A deserving cover gal, Silverbulletday, was “Bulletproof” in the Aug. 28, 1999, issue of The Blood-Horse. The two-time champion ran out a nine-length win in the Alabama with a final quarter of :23.04 under Jerry Bailey for trainer Bob Baffert and owner Mike Pegram.

The win, her 13th in 15 starts to that point, took some of the sting out of the team’s Real Quiet’s falling to injury earlier in the week.

“She’s a gift from heaven,” Pegram said in The Blood-Horse. “She’s a once-in-a-lifetime horse. That’s not taking anything away from Real Quiet, but this horse has always been so super special.”

Silverbulletday (Silver Deputy—Rokeby Rose, by Tom Rolfe) would find her spot in the Hall of Fame in 2009.

Lady Joanne’s win in the race in 2007 for breeder/owner Bentley Smith and Hall of Fame trainer Carl Nafzger came with a bang-bang finish. The daughter of Orientate—Oatsee, by Unbridled, edged Lear’s Princess by a neck but not without incident as the winner drifted out, giving the stewards a reason to take another look. They made no change.

“She’s a little finicky,” jockey Calvin Borel told The Blood-Horse. “If I get after her too much, she’ll get mad. It’s like she’s telling me she’s already doing everything she can. But she doesn’t even run like a filly; she runs like a horse. She’s aggressive, and she’s got a lot of experience now. She’s moving forward.”

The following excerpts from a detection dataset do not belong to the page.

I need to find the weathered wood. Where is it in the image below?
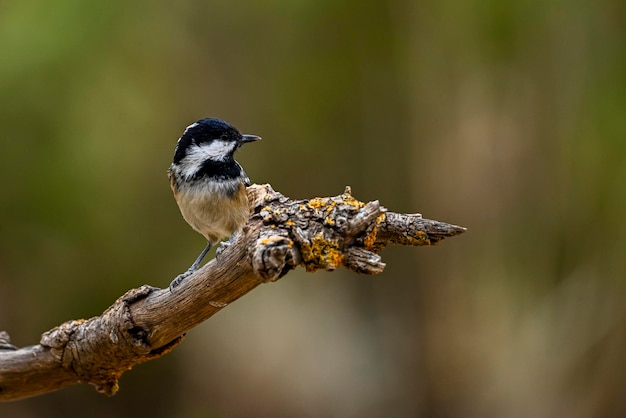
[0,185,465,400]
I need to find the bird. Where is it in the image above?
[167,118,261,291]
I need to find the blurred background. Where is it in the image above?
[0,0,626,418]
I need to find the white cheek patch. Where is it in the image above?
[179,140,237,178]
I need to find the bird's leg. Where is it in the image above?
[215,232,239,258]
[170,242,212,292]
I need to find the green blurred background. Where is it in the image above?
[0,0,626,418]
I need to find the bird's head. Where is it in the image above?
[172,118,261,168]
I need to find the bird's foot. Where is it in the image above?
[170,269,195,292]
[215,234,237,258]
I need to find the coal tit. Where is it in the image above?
[168,118,261,290]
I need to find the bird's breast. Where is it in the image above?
[172,180,249,244]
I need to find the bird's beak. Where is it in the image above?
[241,135,261,144]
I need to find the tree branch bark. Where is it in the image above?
[0,185,465,401]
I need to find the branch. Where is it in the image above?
[0,185,465,401]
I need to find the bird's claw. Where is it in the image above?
[170,269,194,292]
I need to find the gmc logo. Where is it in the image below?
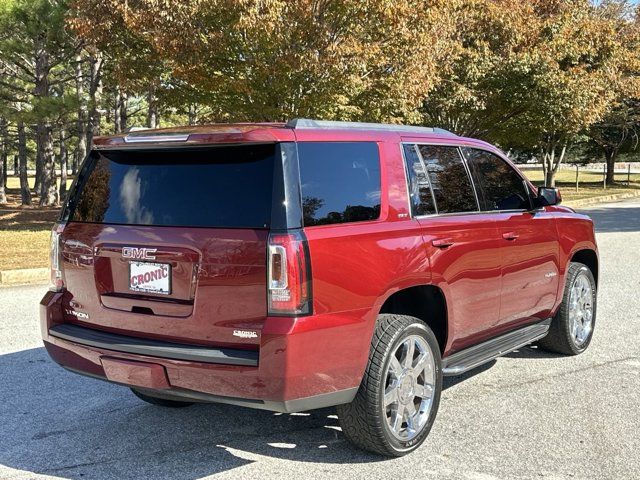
[122,247,158,260]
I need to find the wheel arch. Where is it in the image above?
[569,248,599,285]
[378,284,450,354]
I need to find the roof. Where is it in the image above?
[94,118,457,148]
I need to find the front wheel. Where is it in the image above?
[338,314,442,457]
[538,262,597,355]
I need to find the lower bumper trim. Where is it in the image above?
[62,365,358,413]
[49,323,260,367]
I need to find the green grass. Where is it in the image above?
[0,170,640,270]
[7,176,73,189]
[522,170,640,202]
[0,229,50,270]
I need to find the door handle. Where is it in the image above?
[431,238,453,248]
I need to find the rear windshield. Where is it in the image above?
[69,144,276,228]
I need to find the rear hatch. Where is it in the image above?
[61,144,277,348]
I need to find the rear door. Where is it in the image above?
[62,144,278,345]
[404,144,501,350]
[462,148,559,326]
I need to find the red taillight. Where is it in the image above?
[267,232,312,315]
[51,223,64,292]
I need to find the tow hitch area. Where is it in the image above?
[100,357,171,390]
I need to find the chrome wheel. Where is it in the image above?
[383,335,436,441]
[569,272,593,347]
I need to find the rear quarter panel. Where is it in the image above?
[545,205,598,313]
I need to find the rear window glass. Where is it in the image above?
[70,145,276,228]
[298,142,380,226]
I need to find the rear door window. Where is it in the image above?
[419,145,478,213]
[404,144,436,216]
[69,144,276,228]
[298,142,380,226]
[462,148,531,211]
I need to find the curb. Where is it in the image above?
[562,190,640,208]
[0,268,50,286]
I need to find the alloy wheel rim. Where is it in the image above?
[382,335,435,441]
[569,272,593,347]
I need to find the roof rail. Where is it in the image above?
[287,118,457,137]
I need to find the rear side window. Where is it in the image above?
[298,142,380,226]
[462,148,531,211]
[69,144,276,228]
[404,145,436,215]
[419,145,478,213]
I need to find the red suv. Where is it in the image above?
[41,119,598,456]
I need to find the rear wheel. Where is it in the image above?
[338,314,442,457]
[538,262,597,355]
[131,388,193,408]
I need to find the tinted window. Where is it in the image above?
[462,148,530,210]
[404,145,436,215]
[298,142,380,226]
[71,145,276,228]
[419,145,478,213]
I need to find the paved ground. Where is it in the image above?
[0,200,640,480]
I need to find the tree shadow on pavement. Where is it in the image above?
[0,348,382,480]
[580,203,640,233]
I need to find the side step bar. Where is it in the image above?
[442,318,551,376]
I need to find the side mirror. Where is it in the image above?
[535,187,562,207]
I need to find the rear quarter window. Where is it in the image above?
[298,142,380,226]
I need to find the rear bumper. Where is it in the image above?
[40,292,372,412]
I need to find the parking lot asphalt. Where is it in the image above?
[0,199,640,480]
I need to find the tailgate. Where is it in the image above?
[62,223,268,345]
[60,144,277,347]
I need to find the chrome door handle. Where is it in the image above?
[431,238,453,248]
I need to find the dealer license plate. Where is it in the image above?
[129,262,171,295]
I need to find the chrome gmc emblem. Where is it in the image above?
[122,247,158,260]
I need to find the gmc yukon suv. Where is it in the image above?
[40,119,598,456]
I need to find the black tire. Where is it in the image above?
[131,388,194,408]
[537,262,597,355]
[337,314,442,457]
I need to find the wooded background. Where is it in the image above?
[0,0,640,206]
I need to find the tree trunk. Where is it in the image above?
[120,92,129,132]
[36,121,58,207]
[34,41,58,206]
[0,118,9,205]
[71,55,87,175]
[604,148,618,185]
[58,126,68,201]
[18,121,31,205]
[189,103,198,125]
[147,85,158,128]
[86,53,103,148]
[0,118,9,197]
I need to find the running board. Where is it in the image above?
[442,318,551,377]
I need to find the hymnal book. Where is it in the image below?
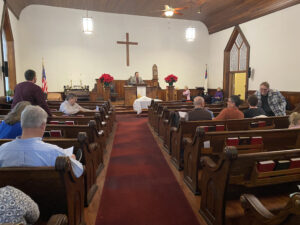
[257,160,276,172]
[250,122,258,128]
[208,126,216,132]
[216,125,225,131]
[258,121,267,127]
[201,126,208,132]
[251,137,263,145]
[50,130,62,137]
[65,121,75,125]
[239,137,251,145]
[290,158,300,169]
[49,120,58,124]
[43,130,51,137]
[226,137,239,146]
[275,160,290,170]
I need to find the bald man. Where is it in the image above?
[186,96,212,121]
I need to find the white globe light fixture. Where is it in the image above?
[165,10,174,17]
[185,27,196,42]
[82,14,94,34]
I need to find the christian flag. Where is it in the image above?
[204,66,208,92]
[42,62,48,94]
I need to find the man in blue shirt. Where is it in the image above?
[0,105,83,177]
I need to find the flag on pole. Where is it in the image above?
[42,61,48,94]
[204,64,208,93]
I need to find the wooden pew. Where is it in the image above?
[169,116,289,169]
[183,127,300,194]
[199,147,300,225]
[0,156,85,225]
[0,132,99,206]
[241,192,300,225]
[45,120,105,175]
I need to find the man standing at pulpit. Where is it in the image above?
[128,72,144,85]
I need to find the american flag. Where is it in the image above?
[42,63,48,94]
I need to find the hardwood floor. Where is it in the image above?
[84,116,206,225]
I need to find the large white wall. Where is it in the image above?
[16,5,209,91]
[209,5,300,91]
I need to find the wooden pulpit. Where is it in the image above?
[124,86,136,106]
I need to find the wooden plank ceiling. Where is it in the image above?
[7,0,300,34]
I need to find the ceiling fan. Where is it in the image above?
[162,5,188,17]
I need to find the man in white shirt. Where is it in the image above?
[59,94,97,115]
[0,105,83,177]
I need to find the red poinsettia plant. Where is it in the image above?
[165,74,178,86]
[99,73,114,87]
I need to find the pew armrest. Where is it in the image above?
[182,137,193,145]
[170,127,178,132]
[47,214,68,225]
[240,194,274,219]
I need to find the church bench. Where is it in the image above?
[158,106,222,143]
[168,116,289,168]
[183,127,300,194]
[0,156,85,225]
[0,132,99,206]
[199,147,300,225]
[240,192,300,225]
[46,120,105,175]
[48,113,111,143]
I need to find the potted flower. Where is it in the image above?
[99,73,114,87]
[165,74,178,86]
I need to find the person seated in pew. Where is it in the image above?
[0,186,40,225]
[59,93,98,115]
[289,112,300,129]
[0,101,31,139]
[211,87,223,104]
[255,82,286,116]
[11,70,52,116]
[244,95,266,118]
[214,95,244,120]
[185,96,212,121]
[0,105,83,177]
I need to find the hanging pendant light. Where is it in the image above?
[82,11,94,34]
[185,27,196,42]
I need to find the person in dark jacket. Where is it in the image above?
[244,95,266,118]
[186,96,212,121]
[11,70,52,116]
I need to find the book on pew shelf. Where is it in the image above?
[258,121,267,127]
[275,160,291,170]
[239,137,251,145]
[208,126,216,132]
[49,120,58,124]
[43,130,51,137]
[250,122,258,128]
[251,136,263,145]
[216,125,225,131]
[201,126,208,132]
[290,158,300,169]
[257,160,276,172]
[50,130,62,137]
[226,137,239,146]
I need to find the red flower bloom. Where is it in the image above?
[99,73,114,84]
[165,74,178,83]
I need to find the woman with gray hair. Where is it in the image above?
[59,93,97,115]
[0,101,31,139]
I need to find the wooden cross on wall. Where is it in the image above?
[117,33,138,66]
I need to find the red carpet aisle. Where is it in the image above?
[96,115,198,225]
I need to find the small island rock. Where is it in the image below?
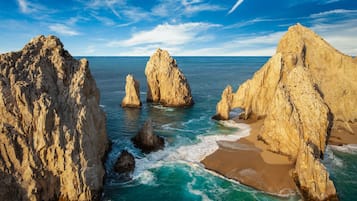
[121,74,141,108]
[114,150,135,180]
[132,119,165,153]
[145,49,194,107]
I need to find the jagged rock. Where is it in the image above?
[0,36,108,200]
[114,150,135,180]
[212,85,233,120]
[145,49,193,107]
[294,141,338,201]
[121,74,141,108]
[132,119,165,153]
[211,24,357,200]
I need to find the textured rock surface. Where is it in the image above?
[211,24,357,200]
[132,119,165,153]
[213,85,233,120]
[145,49,193,106]
[121,74,141,108]
[0,36,108,200]
[114,150,135,180]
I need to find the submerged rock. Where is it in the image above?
[114,150,135,180]
[145,49,193,107]
[132,119,165,153]
[211,24,357,200]
[121,74,141,108]
[0,36,108,200]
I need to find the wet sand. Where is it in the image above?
[329,122,357,146]
[202,120,297,195]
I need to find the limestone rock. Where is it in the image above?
[0,36,108,200]
[260,66,330,159]
[145,49,193,107]
[132,119,165,153]
[213,85,233,120]
[211,24,357,200]
[121,74,141,108]
[114,150,135,180]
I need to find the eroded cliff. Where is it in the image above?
[0,36,108,200]
[145,49,194,107]
[216,24,357,200]
[121,74,141,108]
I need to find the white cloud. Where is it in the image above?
[310,9,357,18]
[17,0,47,14]
[230,31,286,47]
[108,23,220,46]
[227,0,244,15]
[49,24,80,36]
[311,19,357,56]
[151,0,225,17]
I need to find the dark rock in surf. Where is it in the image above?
[131,119,165,153]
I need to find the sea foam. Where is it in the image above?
[329,144,357,154]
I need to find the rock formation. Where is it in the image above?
[213,85,233,120]
[145,49,193,107]
[121,74,141,108]
[0,36,108,200]
[216,24,357,200]
[114,150,135,180]
[132,119,165,153]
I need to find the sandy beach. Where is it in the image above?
[202,120,296,195]
[328,122,357,146]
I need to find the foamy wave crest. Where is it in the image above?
[133,122,250,184]
[153,105,175,112]
[187,176,212,201]
[329,144,357,154]
[218,120,249,129]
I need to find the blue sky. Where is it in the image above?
[0,0,357,56]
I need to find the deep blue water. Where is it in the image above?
[87,57,357,201]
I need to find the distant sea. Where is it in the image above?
[81,57,357,201]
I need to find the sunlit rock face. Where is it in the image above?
[145,49,194,107]
[216,24,357,200]
[121,74,141,108]
[0,36,108,200]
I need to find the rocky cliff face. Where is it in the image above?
[0,36,108,200]
[145,49,193,106]
[121,75,141,108]
[217,24,357,200]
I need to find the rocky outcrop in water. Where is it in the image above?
[114,150,135,180]
[0,36,108,200]
[132,119,165,153]
[216,24,357,200]
[145,49,193,107]
[121,74,141,108]
[212,85,233,120]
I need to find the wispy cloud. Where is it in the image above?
[310,9,357,18]
[311,19,357,56]
[227,0,244,15]
[17,0,46,14]
[48,24,80,36]
[151,0,226,17]
[108,23,220,46]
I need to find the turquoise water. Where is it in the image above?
[88,57,357,201]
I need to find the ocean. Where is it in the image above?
[87,57,357,201]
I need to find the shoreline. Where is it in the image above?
[201,119,357,197]
[201,120,299,197]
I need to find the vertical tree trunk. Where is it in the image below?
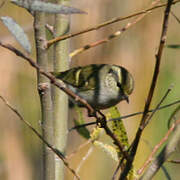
[34,12,55,180]
[53,0,69,180]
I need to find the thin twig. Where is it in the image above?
[0,42,128,162]
[47,0,180,47]
[0,42,94,114]
[139,119,180,180]
[69,0,180,57]
[0,95,80,179]
[73,146,94,180]
[143,87,172,128]
[119,0,173,180]
[137,121,180,175]
[66,140,91,159]
[171,11,180,23]
[69,100,180,132]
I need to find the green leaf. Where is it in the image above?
[168,105,180,129]
[11,0,85,14]
[93,141,119,162]
[1,16,31,53]
[74,105,90,139]
[166,44,180,49]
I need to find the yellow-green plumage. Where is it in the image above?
[53,64,134,110]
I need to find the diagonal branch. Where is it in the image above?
[69,0,162,57]
[47,0,180,47]
[0,95,80,179]
[120,0,173,180]
[0,42,129,162]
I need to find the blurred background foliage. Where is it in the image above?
[0,0,180,180]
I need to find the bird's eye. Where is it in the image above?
[117,82,123,92]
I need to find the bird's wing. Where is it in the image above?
[53,64,104,91]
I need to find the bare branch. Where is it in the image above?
[139,120,180,180]
[0,95,80,179]
[0,42,129,162]
[47,0,180,47]
[119,0,173,180]
[137,122,179,175]
[69,100,180,132]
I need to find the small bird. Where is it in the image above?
[52,64,134,110]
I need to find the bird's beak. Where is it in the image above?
[124,95,129,104]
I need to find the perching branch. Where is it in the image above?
[0,42,129,162]
[69,100,180,132]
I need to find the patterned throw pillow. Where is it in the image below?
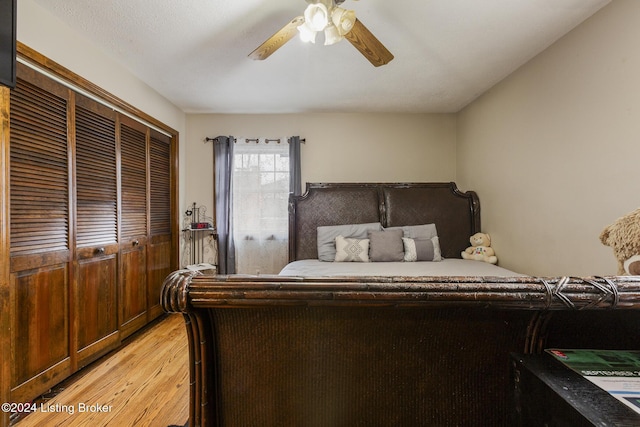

Oatsee, who also produced classic winner Shackleford, was named the Kentucky Broodmare of the Year in 2011. Sold as part of Bentley Smith’s Revocable Trust in 2008, Lady Joanne brought $1.25 million from Adena Springs at the Keeneland November sale. Dr. Masatake Iida purchased her the following year from Adena Springs for $1.6 million at the Fasig-Tipton Kentucky November sale.